The professors developed an engineering lab that uses computers interfaced with test and measurement instrumentation to build systems that mimic commercial subsystems, such as global positioning system sensors, ground penetration radar, and digital cameras.
They realized that the lab would be an invaluable teaching tool for exposing students to real engineering challenges. The lab workstations are equipped with General Purpose Interface Bus (GPIB)–capable test and measurement equipment, acoustic and ultrasonic transducers, and stepper motor–controlled actuators. The instrumentation consists of an Agilent® programmable multimeter, power supply, function generator and digital oscilloscope linked to a GPIB controller card, and a PC with a National Instruments I/O board.
MATLAB was chosen as the programming environment because it is a standard. “It is great for problem solving and very useful for visualizations and plotting,” says McKnight. “MATLAB is also easy for the students to work with—they don’t have to program to use it. Finally, it is superior to C for most analysis tasks.”

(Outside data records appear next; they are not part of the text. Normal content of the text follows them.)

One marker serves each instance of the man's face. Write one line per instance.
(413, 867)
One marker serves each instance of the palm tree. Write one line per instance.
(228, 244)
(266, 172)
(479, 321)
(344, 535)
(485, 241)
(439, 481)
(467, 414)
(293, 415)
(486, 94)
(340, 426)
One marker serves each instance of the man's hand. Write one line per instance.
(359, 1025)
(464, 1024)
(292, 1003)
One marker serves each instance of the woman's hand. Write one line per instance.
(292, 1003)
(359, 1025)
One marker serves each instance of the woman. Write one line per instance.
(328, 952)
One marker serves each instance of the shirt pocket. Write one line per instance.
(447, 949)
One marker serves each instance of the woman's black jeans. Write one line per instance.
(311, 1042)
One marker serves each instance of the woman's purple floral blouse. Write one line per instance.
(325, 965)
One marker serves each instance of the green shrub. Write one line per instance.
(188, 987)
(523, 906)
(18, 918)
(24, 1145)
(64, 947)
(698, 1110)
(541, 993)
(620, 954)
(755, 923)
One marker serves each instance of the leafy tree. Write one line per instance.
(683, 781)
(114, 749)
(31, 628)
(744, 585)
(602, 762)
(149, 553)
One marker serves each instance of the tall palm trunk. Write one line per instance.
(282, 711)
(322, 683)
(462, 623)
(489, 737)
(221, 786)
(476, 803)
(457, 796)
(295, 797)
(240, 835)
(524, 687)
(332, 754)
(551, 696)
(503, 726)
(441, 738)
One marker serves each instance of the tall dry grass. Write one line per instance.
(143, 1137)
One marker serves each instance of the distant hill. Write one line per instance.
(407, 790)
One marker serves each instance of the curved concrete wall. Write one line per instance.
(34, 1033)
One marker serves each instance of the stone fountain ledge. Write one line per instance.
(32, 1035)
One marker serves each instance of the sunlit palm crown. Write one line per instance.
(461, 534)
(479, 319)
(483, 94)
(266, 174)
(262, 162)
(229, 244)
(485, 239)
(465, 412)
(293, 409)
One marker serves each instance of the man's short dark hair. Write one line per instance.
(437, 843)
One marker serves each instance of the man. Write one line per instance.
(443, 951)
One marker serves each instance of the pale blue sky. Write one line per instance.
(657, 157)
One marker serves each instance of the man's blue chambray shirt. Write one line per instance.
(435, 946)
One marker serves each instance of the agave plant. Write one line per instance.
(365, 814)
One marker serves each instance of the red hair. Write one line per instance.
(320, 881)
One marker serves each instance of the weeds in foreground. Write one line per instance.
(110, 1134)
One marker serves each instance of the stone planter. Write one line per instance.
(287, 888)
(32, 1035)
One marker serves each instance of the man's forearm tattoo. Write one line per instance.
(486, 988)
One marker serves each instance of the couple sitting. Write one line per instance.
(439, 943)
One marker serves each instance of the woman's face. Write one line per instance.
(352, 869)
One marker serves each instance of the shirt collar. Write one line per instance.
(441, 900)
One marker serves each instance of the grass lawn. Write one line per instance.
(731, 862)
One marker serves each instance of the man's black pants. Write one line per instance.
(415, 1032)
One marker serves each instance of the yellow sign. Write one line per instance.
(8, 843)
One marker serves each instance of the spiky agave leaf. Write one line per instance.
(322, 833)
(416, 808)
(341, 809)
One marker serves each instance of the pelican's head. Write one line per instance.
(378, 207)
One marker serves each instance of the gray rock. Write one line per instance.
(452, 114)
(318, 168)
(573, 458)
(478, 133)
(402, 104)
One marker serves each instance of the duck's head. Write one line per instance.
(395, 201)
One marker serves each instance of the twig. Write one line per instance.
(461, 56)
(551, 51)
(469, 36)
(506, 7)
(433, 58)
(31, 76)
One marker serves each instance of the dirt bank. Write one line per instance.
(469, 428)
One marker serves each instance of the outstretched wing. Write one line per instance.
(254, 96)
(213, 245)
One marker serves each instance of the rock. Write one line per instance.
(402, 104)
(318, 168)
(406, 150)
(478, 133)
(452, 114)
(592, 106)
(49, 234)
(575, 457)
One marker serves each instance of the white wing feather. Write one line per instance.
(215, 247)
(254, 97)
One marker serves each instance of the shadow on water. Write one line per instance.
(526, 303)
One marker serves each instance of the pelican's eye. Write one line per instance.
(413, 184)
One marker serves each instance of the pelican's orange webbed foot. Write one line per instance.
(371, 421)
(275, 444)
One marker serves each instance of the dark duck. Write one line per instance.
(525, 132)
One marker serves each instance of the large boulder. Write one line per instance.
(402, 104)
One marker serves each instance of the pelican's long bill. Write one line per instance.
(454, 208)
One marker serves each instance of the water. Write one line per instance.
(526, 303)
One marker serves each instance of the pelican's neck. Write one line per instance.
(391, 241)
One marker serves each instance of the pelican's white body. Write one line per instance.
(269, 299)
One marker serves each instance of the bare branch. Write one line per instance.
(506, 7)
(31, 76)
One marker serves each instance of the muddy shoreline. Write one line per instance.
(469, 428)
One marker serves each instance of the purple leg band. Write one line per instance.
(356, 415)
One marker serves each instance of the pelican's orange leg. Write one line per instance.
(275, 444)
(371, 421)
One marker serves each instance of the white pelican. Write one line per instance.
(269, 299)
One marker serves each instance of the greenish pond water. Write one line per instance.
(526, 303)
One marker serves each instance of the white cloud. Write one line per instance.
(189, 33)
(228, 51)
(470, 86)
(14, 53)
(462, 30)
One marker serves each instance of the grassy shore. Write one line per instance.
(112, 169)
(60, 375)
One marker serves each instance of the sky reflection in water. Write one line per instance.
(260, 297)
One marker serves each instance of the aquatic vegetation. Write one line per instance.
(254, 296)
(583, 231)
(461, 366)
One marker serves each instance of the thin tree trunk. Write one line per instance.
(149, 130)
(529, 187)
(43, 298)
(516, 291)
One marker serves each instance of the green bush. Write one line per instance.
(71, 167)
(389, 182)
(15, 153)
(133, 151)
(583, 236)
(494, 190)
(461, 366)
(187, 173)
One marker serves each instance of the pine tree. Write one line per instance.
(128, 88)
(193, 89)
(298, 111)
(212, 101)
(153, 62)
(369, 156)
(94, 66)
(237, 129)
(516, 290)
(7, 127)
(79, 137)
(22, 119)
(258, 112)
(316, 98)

Data Acquisition Toolbox controls and communicates with industry-standard A/D and D/A boards, and Instrument Control Toolbox enables instrument control commands to be sent over a GPIB, serial, USB, or Ethernet connection. “The overriding advantage of using MathWorks products,” notes McKnight, “is that students can perform instrument control and data acquisition functions in the same environment and with the same syntax they use for signal processing, computation, graphics, and visualization.”
The course curriculum is based on modules that build on each other throughout the semester. Students measure the speed of sound in air and water, control a stepper motor and an x-y positioner, and image a subsurface object by ultrasound reflection. They begin by writing programs that instruct the computer to cause physical movement of a motor—providing immediate, rewarding feedback.

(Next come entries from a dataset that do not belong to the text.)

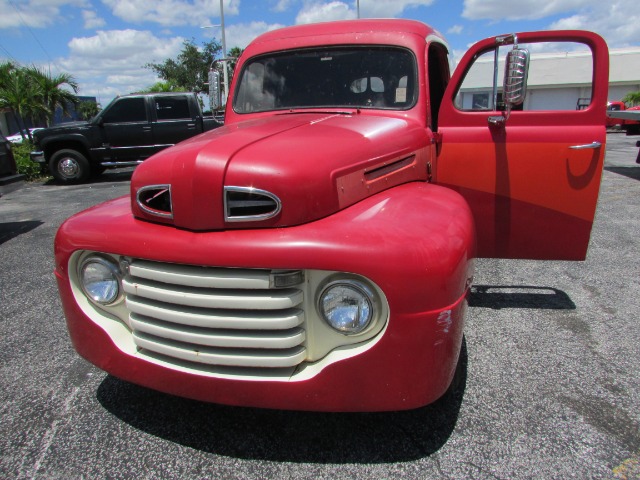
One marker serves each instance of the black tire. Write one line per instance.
(69, 167)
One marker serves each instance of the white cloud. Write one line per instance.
(112, 63)
(314, 12)
(171, 12)
(282, 5)
(33, 13)
(240, 35)
(618, 21)
(91, 20)
(389, 9)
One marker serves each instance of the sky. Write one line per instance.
(105, 44)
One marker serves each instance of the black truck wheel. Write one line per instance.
(69, 166)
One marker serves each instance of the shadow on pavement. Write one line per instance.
(11, 230)
(289, 436)
(631, 172)
(517, 296)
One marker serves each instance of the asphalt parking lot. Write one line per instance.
(550, 380)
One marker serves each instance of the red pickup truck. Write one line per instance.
(317, 251)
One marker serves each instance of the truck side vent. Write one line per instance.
(245, 204)
(155, 200)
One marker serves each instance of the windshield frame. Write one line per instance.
(403, 54)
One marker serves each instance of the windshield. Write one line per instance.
(356, 77)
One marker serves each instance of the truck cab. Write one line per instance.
(316, 252)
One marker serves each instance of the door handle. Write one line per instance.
(592, 145)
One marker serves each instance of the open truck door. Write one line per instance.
(528, 163)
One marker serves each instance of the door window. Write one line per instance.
(126, 110)
(560, 78)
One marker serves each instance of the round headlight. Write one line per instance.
(347, 306)
(100, 280)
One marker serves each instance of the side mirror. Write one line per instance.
(215, 93)
(516, 70)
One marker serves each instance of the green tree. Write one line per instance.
(189, 70)
(633, 98)
(20, 95)
(52, 92)
(87, 109)
(235, 53)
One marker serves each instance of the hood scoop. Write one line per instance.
(245, 204)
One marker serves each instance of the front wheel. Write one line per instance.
(69, 166)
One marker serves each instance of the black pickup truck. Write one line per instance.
(129, 130)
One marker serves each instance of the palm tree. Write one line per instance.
(160, 87)
(51, 92)
(19, 94)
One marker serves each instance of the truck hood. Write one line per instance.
(278, 171)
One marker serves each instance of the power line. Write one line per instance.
(31, 32)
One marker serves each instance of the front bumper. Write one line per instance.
(407, 364)
(37, 157)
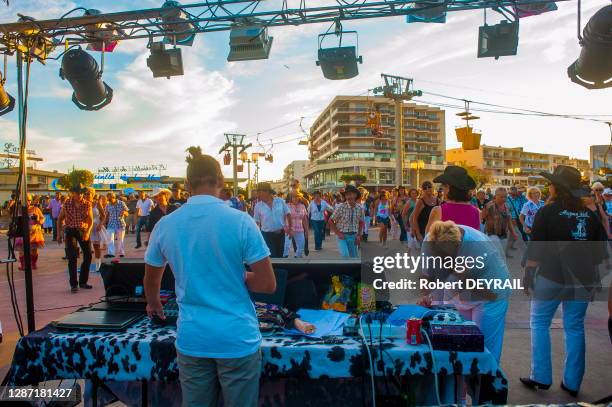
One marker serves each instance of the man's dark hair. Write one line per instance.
(458, 195)
(202, 169)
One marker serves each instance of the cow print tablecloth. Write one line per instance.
(146, 351)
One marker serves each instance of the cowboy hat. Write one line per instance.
(568, 178)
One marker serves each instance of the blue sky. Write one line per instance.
(155, 120)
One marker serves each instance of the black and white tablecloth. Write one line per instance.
(146, 351)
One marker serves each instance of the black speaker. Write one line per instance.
(122, 277)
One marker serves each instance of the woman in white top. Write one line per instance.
(316, 215)
(98, 233)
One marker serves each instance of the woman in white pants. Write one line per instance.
(299, 225)
(116, 212)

A second project is color-analyzing a videocam image to sort colored Ping-Pong balls into tubes that are rotated into place with a stepper motor.
Between 50 and 100 freshman engineering students take the Engineering Problem-Solving and Computation course in the HTT&TL format each year. As they progress in their studies, they continue to develop and use MathWorks skills in other courses such as Electromagnetic Fields, a junior-year engineering course where students use stepper motors and MATLAB—applying the same skills learned in the HTT&TL curriculum—to control the angle of antennas.
Three Massachusetts community colleges are adopting Northeastern’s lab curriculum into their own engineering courses.